總網頁瀏覽量

2014年11月23日 星期日

La chambre bleue (The Blue Room) (藍房情殺案)

What is truth? Is it objective? Is truth to be decided by what "actually" or what "really" happened? What is seen as recorded by the instruments of scientific investigation? As recounted by different witnesses ? Are witnesses always honest? Can witnesses lie for various reasons? Even if the witnesses are honest, is their ability to recall details always accurate and reliable? Is our memory always to be trusted? Even if there's no problem with the witness's ability to recall, can what is accurately recalled by a witness be clearly and unambiguously reduced into words? What are the limits of language? These are the kinds of questions which surface again and again in our mind as we hear on the screen what is being related as a magistrate inquire into a murder whose victim we never actually saw and the happening of which is initially shrouded in mystery. All we see are the expressions on the face of one of the suspects, Julien Gahyde (Mathieu Amalric, who co-wrote and directed the film La chambre bleue (The Blue Room) (藍房情殺案 ) and the replies he gives to various question intended to probe at the elusive "truth", based upon a 1955 novel by a well-known detective story writer George Simenon. At the end of the film, Julien is convicted of joint murder of Monsieur Despierre, husband of Esther Despierre (Stéphanie Cléau) and  Julien’s wife, Delphine (Léa Drucker).

At the start of the film, we witness a steamy love-making scene in which we see a drop of blood falling on a piece of tissue. The blood fell from the lower lip of Julien. Esther asked him if it hurt. He said it didn't matter. The next thing he knew, he was handcuffed by the French gendarmes and brought before a magistrate during an inquisitorial procedure in which the magistrate posed to Julien many questions about the details of what is found by various reports by different witnesses including a post office clerk, a lady neighbor and his colleague at work. Before answering the questions, we are shown various flash backs of Julien to various scenarios as he did his best (?) to recall the details of what happened and either affirmed or denied them. He received many letters and notes from Esther which he would always tear or burn and then throw into the river under a bridge but denied having ever received them. In two of the recalled scenes from that blue room in the suburban hotel where they were having the passionate affair, Esther asked Julien on two separate occasions, "Could you spend the rest of your life with me?" to which Julien replied "yes" but without any enthusiasm or conviction and when asked  "If I were suddenly free, could you free yourself too?” to which he made an ambiguous reply, pretending not to understand the question.

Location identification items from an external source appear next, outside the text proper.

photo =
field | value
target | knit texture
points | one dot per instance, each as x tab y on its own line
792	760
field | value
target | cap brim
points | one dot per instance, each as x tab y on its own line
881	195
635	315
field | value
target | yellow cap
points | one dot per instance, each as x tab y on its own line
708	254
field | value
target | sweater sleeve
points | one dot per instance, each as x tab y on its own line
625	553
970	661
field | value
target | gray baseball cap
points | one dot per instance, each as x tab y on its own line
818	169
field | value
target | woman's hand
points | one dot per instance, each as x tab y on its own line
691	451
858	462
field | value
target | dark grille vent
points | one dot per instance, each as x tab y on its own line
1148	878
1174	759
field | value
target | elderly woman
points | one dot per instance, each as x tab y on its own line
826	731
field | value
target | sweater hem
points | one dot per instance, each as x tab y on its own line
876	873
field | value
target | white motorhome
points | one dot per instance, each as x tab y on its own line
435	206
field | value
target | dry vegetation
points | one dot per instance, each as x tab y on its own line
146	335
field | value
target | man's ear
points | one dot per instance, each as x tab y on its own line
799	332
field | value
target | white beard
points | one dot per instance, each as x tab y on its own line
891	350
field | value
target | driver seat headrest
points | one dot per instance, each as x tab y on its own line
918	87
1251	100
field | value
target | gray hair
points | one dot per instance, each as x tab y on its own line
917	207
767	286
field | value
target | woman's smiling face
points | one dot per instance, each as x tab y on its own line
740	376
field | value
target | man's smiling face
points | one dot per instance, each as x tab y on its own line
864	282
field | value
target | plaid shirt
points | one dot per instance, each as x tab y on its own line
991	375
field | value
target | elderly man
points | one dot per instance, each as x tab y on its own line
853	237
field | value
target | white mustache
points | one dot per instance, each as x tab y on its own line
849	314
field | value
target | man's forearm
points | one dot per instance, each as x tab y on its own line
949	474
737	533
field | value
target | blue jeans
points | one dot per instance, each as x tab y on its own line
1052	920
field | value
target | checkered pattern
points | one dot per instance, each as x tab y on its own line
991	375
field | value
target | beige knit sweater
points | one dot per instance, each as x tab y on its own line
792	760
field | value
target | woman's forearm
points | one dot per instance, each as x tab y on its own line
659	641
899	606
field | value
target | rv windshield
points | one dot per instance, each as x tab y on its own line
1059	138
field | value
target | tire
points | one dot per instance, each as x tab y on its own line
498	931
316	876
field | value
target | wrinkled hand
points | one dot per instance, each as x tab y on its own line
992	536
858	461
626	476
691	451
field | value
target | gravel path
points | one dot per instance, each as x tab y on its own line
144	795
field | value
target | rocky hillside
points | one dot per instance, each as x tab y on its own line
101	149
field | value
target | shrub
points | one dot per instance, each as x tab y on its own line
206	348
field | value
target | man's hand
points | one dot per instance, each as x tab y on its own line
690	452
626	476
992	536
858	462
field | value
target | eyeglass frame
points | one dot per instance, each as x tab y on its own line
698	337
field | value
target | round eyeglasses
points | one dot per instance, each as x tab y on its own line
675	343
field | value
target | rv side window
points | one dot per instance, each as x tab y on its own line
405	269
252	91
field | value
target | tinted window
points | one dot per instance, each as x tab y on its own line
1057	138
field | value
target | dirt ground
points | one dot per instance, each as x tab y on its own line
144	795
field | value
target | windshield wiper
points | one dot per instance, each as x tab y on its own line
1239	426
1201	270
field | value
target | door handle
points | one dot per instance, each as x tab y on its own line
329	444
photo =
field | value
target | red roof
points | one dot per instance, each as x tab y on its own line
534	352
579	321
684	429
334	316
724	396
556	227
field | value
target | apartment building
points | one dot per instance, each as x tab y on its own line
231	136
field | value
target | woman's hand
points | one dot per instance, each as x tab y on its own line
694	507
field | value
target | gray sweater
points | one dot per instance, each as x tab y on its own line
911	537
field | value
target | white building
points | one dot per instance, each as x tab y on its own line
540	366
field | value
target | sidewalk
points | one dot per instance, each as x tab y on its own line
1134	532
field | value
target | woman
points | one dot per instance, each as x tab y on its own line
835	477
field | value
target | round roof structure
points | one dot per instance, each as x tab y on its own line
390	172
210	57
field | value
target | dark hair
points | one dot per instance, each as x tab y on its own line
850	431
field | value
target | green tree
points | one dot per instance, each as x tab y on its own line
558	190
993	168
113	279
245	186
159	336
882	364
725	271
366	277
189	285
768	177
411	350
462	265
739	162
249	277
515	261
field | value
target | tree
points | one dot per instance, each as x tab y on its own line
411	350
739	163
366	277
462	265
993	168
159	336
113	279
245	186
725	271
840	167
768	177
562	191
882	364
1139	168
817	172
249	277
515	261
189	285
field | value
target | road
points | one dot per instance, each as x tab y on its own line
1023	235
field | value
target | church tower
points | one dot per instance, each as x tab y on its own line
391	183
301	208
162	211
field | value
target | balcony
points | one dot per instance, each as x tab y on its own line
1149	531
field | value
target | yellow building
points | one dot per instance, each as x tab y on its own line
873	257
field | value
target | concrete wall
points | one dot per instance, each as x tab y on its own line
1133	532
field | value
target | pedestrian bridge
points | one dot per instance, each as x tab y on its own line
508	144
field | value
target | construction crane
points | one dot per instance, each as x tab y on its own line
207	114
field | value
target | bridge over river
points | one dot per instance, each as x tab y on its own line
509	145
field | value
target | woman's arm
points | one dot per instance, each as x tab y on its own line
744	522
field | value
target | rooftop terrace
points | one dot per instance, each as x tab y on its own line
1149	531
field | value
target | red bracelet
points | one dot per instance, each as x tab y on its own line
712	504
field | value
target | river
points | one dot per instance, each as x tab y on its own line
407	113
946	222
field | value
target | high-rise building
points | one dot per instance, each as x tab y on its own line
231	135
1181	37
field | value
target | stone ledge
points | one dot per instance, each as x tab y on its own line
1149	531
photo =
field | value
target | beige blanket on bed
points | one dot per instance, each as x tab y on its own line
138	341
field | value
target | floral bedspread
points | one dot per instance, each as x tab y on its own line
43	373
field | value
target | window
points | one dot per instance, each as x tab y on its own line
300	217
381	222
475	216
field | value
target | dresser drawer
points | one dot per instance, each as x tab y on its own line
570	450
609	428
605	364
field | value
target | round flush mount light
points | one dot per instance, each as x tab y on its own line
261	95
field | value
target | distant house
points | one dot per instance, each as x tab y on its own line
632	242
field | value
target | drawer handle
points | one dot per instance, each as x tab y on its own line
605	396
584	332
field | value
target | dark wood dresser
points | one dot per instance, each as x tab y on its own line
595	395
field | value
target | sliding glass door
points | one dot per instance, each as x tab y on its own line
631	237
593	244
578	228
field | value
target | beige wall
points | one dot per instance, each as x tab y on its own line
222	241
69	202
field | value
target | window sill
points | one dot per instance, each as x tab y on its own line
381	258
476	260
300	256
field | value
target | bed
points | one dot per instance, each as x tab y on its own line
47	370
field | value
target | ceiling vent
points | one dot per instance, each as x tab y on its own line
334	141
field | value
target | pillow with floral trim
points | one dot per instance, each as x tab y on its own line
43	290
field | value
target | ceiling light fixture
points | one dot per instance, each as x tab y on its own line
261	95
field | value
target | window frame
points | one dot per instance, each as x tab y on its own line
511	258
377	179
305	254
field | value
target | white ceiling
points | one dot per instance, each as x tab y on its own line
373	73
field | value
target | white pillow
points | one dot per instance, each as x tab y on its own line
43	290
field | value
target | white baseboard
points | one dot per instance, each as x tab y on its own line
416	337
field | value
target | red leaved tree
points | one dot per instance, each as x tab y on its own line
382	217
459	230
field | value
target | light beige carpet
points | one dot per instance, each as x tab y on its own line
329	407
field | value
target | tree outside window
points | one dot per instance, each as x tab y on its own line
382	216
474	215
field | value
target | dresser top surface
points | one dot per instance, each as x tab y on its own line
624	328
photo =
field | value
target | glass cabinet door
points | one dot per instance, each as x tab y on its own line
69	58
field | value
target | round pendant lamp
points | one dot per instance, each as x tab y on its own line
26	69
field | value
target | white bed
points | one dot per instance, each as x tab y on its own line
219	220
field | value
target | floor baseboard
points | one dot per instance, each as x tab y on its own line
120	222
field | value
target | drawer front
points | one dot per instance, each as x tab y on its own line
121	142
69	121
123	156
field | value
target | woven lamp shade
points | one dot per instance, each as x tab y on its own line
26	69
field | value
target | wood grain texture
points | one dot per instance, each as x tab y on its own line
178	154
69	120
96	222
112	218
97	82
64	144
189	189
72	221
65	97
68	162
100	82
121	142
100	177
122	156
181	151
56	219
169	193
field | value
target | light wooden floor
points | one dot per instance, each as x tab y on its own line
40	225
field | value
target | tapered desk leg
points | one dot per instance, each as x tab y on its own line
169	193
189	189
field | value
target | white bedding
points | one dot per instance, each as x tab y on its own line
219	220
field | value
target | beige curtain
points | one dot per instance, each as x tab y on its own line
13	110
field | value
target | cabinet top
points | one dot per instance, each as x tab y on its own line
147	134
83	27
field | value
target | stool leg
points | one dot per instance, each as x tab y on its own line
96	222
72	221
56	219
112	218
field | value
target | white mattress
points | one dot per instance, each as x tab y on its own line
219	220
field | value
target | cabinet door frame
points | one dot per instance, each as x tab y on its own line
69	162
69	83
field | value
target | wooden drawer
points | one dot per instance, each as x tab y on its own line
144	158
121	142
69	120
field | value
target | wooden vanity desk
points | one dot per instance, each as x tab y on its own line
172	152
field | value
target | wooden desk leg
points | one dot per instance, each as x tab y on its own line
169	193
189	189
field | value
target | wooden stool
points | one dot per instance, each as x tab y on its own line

The autopsies of M. Despierre and Julien's Delphine reveal that both died from poison and in the case of Delphine from a bottle of jam made by Esther's mother which Julien brought home for her. Did he know that the jam was poisoned when he brought it home? He seemed happily married with a daughter and a good job and did not have any specially urgent reason why he should do so because Delphine appeared either ignorant of the affair or if she did, did not wish to make any big issue out of it. What is the truth about the matter? Shall we ever know because the film seems to be presented largely from the point of view of Julien only. Whatever the truth might be, at the end of the film, the jury convicted both and the judge pronounced a term of life imprisonment for each. Upon hearing the sentence, Esther who had a crush on Julien since high school 20 years ago, remarked that even the sentence could not separate their fate.

This directorial debut by Mathieu Amalric is a cool, analytic film and like a good detective novel, the truth only came out bit by bit through the questions and answers by the inquisitorial magistrate and Julien and we are always kept in suspense about the fate of Julien until the very end. A French style Rashomon about the mystery surrounding the culpability and eventual fate of Julien, the pivot of the movie. We see a man accused of a crime, how he is judged first by the police, then by the investigating magistrate, his defense attorney and the prison psychiatrist and then by the jury. But was he a knowing accomplice to both of or just one of the murders? We are left questioning, even at the end of the film. But to Esther, it's a question not of life or death whether Julien is prepared to go all the way with her in his reply to those question posed to him whilst the two naked bodies were entwined in bed in that blue room. I like the music, specially composed for the film by Gregoire Hetze, which simultaneously heightened tension and yet somehow helps to give the grim interrogation and effortful answers of Julien a certain esthetic distance.